The programme is a a stimulating mix of well-known and new Jamaican writers, who will begin to tell their stories at 10 a.m. The poetic voices of Michael Abrahams, Malachi Smith, Easton Lee, Christine Craig, Monique Morrison, fabian thomas, and Kalilah Enriquez will be joined by folklorist Fern Luecke, novelists Melanie Schwapp, Roland Watson- Grant, Igoni Barrett and non-fiction writer, Mark Thomas. 

Playwright Aston Cooke will give a first reading of his production Jonkanoo Jamboree, which was written especially for Jamaica’s 50th Independence celebrations. 

The focus of the panel discussion is Writing for Children, and panelists are children’s writers Diane Brown, Jean Forbes, Kellie Magnus, and Sharon Martini. Suzanne Francis-Brown will be the moderator. 

A children’s programme will run simultaneously through the day managed by Ingrid Blackwood. 

Talking Trees is part of the Treasure Beach Culture Fest 2012, taking place from February 24-26, 2012. 

Warm regards

----------


## jeannieb

I was happy to read this.

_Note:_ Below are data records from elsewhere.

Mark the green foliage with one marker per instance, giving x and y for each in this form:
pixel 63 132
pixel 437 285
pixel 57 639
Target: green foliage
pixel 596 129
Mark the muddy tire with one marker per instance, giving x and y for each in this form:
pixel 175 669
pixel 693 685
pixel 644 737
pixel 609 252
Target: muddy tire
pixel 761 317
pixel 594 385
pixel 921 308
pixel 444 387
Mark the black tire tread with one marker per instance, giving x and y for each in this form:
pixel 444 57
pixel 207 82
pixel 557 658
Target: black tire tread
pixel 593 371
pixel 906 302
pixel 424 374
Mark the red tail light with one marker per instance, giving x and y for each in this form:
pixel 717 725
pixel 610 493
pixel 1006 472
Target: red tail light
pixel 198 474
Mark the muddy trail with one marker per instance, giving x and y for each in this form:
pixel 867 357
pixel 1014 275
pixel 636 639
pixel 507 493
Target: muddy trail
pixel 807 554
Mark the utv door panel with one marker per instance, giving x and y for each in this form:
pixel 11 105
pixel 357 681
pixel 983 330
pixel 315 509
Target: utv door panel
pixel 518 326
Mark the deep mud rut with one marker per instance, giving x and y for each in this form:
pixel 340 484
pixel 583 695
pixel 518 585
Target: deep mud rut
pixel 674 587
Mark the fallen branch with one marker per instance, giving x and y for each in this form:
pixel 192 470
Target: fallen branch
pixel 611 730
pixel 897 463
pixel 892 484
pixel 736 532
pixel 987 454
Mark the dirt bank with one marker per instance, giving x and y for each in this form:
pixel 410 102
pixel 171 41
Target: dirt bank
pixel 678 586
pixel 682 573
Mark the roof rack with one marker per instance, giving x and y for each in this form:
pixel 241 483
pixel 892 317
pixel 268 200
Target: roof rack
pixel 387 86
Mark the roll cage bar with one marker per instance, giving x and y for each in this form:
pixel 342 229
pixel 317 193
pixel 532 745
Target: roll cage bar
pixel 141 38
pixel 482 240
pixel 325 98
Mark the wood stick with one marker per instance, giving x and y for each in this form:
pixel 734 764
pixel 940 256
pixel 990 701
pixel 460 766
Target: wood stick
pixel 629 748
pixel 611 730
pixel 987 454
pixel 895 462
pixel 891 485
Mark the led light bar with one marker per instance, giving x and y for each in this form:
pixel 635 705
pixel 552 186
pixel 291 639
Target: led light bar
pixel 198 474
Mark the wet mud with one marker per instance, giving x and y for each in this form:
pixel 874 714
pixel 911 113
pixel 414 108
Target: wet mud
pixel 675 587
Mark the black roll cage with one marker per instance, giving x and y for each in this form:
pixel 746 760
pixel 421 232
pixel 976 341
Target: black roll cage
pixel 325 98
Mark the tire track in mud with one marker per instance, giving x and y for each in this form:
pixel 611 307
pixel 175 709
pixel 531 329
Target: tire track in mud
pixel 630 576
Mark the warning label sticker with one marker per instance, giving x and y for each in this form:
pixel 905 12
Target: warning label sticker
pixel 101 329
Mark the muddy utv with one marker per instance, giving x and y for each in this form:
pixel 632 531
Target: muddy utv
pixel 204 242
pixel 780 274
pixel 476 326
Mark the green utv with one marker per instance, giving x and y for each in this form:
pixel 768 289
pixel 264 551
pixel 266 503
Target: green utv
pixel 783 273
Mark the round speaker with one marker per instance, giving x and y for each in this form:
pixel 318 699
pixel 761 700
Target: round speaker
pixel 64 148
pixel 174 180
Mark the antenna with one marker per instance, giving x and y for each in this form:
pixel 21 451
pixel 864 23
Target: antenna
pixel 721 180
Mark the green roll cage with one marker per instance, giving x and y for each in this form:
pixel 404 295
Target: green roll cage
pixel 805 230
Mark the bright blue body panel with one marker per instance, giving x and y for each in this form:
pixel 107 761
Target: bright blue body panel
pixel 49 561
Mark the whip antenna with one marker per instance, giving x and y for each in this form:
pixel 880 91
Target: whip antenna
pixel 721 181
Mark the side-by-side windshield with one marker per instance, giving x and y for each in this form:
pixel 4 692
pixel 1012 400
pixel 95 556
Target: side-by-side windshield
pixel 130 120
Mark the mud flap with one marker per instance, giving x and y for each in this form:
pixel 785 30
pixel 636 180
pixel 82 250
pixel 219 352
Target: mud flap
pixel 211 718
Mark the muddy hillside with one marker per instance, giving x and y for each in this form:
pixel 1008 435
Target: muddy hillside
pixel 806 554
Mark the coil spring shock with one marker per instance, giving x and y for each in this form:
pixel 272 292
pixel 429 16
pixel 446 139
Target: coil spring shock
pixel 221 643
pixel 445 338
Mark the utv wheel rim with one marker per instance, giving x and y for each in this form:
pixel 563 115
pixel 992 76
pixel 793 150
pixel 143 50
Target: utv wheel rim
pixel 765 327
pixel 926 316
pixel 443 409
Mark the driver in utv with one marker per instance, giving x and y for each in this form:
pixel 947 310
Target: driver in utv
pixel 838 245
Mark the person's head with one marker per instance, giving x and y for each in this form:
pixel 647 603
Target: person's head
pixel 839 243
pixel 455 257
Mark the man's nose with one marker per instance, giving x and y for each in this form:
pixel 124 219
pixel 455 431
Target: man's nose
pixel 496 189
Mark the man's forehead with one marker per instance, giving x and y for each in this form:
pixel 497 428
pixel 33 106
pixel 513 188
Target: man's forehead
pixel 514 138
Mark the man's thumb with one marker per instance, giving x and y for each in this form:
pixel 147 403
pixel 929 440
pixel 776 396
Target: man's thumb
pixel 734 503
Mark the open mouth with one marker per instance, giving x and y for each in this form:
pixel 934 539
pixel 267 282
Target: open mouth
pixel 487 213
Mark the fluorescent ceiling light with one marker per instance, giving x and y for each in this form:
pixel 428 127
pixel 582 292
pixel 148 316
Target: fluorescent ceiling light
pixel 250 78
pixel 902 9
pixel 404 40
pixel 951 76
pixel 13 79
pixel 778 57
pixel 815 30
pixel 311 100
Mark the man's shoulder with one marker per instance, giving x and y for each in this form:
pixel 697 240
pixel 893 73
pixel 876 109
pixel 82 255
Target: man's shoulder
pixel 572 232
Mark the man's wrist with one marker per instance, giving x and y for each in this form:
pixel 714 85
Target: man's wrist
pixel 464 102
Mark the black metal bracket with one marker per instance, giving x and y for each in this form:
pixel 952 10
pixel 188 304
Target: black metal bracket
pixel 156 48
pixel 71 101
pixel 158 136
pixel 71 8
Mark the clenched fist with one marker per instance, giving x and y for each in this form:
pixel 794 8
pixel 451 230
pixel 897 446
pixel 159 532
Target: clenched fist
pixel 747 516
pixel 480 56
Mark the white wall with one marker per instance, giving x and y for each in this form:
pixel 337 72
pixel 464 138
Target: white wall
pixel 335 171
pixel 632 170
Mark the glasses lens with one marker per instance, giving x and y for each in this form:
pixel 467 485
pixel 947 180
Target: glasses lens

I know many people were upset when Calabash Festival was cancelled. Any word if it will be re-started or is this it's replacement?

----------


## nige

Hi Jeannie, yep its back  :Smile:  

http://www.calabashfestival.org/2011/index.htm

----------


## jeannieb

Hey Nige. Thanks, I'll pass on the word.

----------


## ackee

Calabash is back for 50th Anniversay Celebration May 2012 ...

----------


## Reggae_Girl98

And still going strong in 2014 !
http://www.calabashfestival.org/2014/schedule.html

----------